Pain Management
Healing Chronic Pain: It’s Not Just Physical
Understanding the brain-body connection is the first step in managing and resolving chronic and centralized pain.
The Brain-Body Re-Wiring
Like the work championed by pioneers in the field (such as Curable Health), we recognize that chronic pain—pain lasting more than three to six months—is often a **learned signal** in the nervous system, not ongoing tissue damage. This is called **Centralized Pain** or Neuroplastic Pain.
Your brain, acting as an overprotective alarm system, keeps sending pain signals even after the initial physical injury has healed. The path to recovery involves using **neuroplasticity** to teach your brain that you are safe.
Pain is Stored in the Body
This phrase means that our unprocessed emotional responses, stress, and past trauma don’t just exist in our minds; they manifest as **physical tension, stiffness, and chronic symptoms**. The body holds the score. Learning to safely release this stored emotional energy through somatic (body-based) and emotional techniques is crucial for lasting relief, as it calms the nervous system’s danger response.
Key Therapeutic Modalities for Relief
CBT (Cognitive Behavioral Therapy)
Challenging Pain Catastrophizing
CBT helps you identify and modify the negative thought patterns and behaviors that intensify pain signals. By addressing **fear-avoidance**, focusing on small behavioral changes, and challenging **catastrophizing** beliefs, you can lower the perceived threat level of your pain.

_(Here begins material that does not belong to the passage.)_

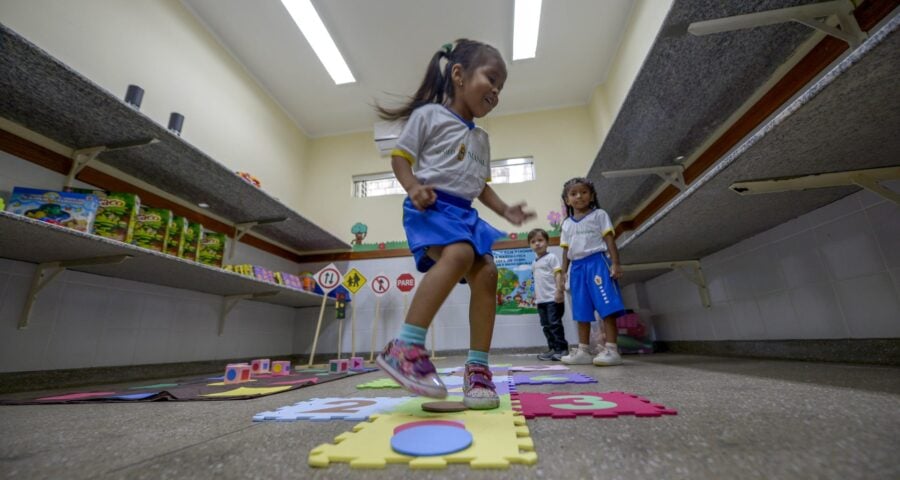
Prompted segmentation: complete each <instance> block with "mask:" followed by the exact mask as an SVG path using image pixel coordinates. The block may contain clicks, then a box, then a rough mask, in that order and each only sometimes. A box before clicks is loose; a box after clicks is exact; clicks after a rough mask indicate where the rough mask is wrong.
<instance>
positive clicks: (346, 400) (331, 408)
mask: <svg viewBox="0 0 900 480" xmlns="http://www.w3.org/2000/svg"><path fill="white" fill-rule="evenodd" d="M375 403H377V402H375V401H373V400H338V401H336V402H328V403H327V404H326V405H341V404H346V405H342V406H338V407H329V408H322V409H319V410H310V411H308V412H304V413H356V412H358V411H359V410H358V409H361V408H363V407H368V406H370V405H375Z"/></svg>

Polyvagal Theory Techniques
Creating Internal Safety
This approach focuses on regulating your autonomic nervous system (ANS). We learn to recognize when your system is in **”fight, flight, or freeze”** (a high-alert state that generates pain) and use techniques (like breathwork, tone of voice, and body posture) to return to the **”social engagement system”**—a state of calm and safety.
IFS (Internal Family Systems)
Befriending the Pain Parts
IFS views pain as a protective “part” of your inner system, often trying to distract you or protect you from deeper emotional pain. By engaging these parts with compassion and curiosity (from your core **”Self”**), you can unburden them, allowing the pain signal to naturally decrease and the body to relax.
Mapping Emotions to Sensations: The Emotional Pain Chart
Tools like the Emotional Pain Chart (referencing the model here) are used to bridge the gap between your physical body and your emotional landscape.
How it works:
The Connection
It shows how core human emotions—like **grief, anger, shame, or anxiety**—often correlate with specific areas of physical sensation (tightness in the throat, ache in the lower back, knot in the stomach).
The Goal
By mapping your pain, you learn to shift your question from “What is wrong with my body?” to **”What emotion is my nervous system trying to protect me from?”** This recognition is a powerful step toward deactivating the threat response.